Retirees commonly put more money into bonds than stocks in order to preserve capital in case of a market crash. However, today’s really low interest rates don’t provide an income stream sufficient to pay expenses without eating into that stockpile of capital. We are in a period of historically low interest rates. How long will this last. Whether you are a Forex trader or an investor nearing retirement it is appropriate to ask where will interest rates be in 10 years?

San Francisco Fed Says 1%

The Fed will raise rates as the economy warrants. According to recently published research rates will not go up very fast for quite a while. Bloomberg reports that the Fed is heading for a shallow rate path for the next decade.

Some at the U.S. central bank may still be too optimistic about how high interest rates can rise in the longer run, based on new Federal Reserve Bank of San Francisco research.

San Francisco Fed economist Kevin Lansing started with a simple premise: estimates of the inflation-adjusted neutral interest rate – the one that neither stokes nor slows growth – track pretty well with the U.S. Congressional Budget Office’s four-quarter growth rate of potential GDP estimates. Looking at the CBO’s projections for the next decade, he predicts “a very gradual rise” in the neutral rate, referred to as r-star in standard economic models, from near-zero in 2016 to about 1 percent in 2026.

It turns out that the consensus projection of Fed authorities is 1.5%. Economists worry that if the Fed does not raise rates it will not have the wherewithal to deal with an economic downturn as there will be no rate to cut! Forex traders can expect less market volatility in the dollar if rates don’t move about and retirees will need to look to investment vehicles like dividend stocks to see a little growth to keep their retirement savings from running out.

How about Negative Rates?

If another recession comes and the Fed needs to lower rates will they go negative? The Fed Vice Chairman, Stanley Fischer, says that countries that are using negative rates think they are successful. He also notes that the U. S. Fed does not currently think this would be necessary.
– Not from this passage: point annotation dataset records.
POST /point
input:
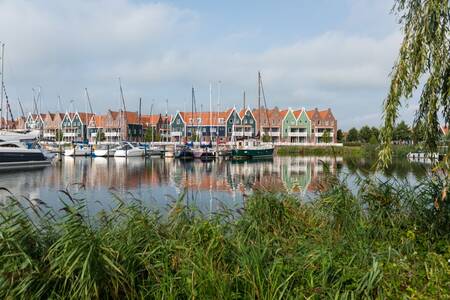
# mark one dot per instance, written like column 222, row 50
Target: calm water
column 159, row 181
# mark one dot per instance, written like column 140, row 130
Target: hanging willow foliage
column 424, row 58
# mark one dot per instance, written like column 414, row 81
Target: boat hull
column 77, row 152
column 129, row 153
column 24, row 165
column 252, row 153
column 104, row 152
column 184, row 155
column 19, row 156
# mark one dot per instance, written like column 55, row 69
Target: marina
column 158, row 182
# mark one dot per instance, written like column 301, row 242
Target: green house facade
column 296, row 127
column 177, row 128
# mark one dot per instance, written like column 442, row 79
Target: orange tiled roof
column 150, row 119
column 207, row 118
column 100, row 120
column 85, row 117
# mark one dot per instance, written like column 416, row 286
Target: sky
column 334, row 54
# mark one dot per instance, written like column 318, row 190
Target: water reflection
column 155, row 180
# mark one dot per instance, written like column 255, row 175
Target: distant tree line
column 402, row 134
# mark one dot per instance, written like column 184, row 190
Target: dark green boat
column 251, row 150
column 251, row 153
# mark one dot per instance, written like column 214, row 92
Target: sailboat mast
column 124, row 115
column 151, row 126
column 192, row 115
column 139, row 119
column 259, row 104
column 210, row 112
column 21, row 107
column 2, row 85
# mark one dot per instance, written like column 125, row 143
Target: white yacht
column 105, row 150
column 78, row 150
column 128, row 149
column 17, row 155
column 20, row 136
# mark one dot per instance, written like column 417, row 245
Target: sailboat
column 253, row 148
column 186, row 152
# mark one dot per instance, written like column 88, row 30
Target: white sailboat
column 78, row 150
column 128, row 149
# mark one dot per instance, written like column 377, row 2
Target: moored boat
column 128, row 149
column 16, row 155
column 78, row 150
column 184, row 153
column 251, row 149
column 105, row 150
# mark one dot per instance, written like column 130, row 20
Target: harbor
column 160, row 181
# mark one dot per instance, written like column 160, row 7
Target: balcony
column 112, row 134
column 70, row 134
column 272, row 133
column 176, row 133
column 298, row 134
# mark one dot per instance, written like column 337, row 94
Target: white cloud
column 67, row 45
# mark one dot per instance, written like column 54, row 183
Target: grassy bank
column 388, row 241
column 354, row 151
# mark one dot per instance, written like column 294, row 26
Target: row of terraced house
column 287, row 125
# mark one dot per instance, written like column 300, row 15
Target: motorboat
column 78, row 150
column 205, row 154
column 184, row 153
column 154, row 151
column 105, row 150
column 17, row 155
column 251, row 149
column 128, row 149
column 20, row 136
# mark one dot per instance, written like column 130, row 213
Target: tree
column 326, row 137
column 373, row 140
column 151, row 135
column 339, row 136
column 353, row 135
column 266, row 138
column 59, row 135
column 364, row 134
column 375, row 133
column 418, row 133
column 402, row 133
column 423, row 58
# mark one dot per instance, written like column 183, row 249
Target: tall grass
column 388, row 240
column 351, row 151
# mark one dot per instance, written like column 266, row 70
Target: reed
column 388, row 240
column 357, row 150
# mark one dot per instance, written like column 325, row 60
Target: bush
column 389, row 240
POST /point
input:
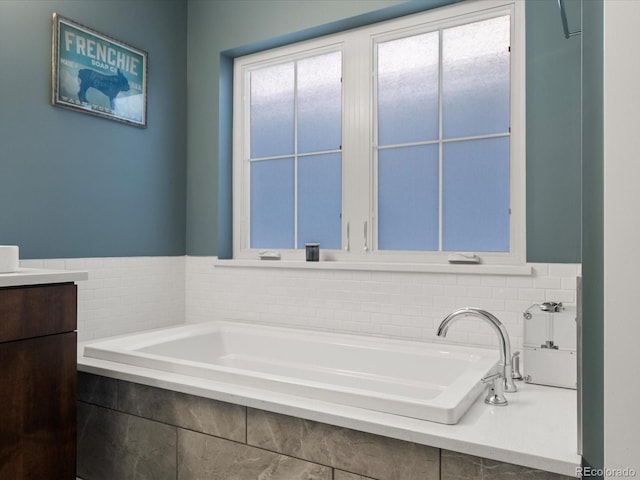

Fischer’s comments on negative rates come days after Chair Janet Yellen left the subject out of a speech on the future U.S. monetary policy toolkit, suggesting that they’re not an option that’s up for discussion at the Fed. Fischer is a former Bank of Israel governor and a prominent figure in international economics, so his remarks constitute an important acceptance that the unconventional and often controversial policy might be working in other jurisdictions.

“We’re in a world where they seem to work,” Fischer said, noting that while negative rates are “difficult to deal with” for savers, they typically “go along with quite decent equity prices.”

The problem, again, is for savers and retirees when rates go negative. And of course Forex traders will need to pay to park cash in their Forex accounts as well!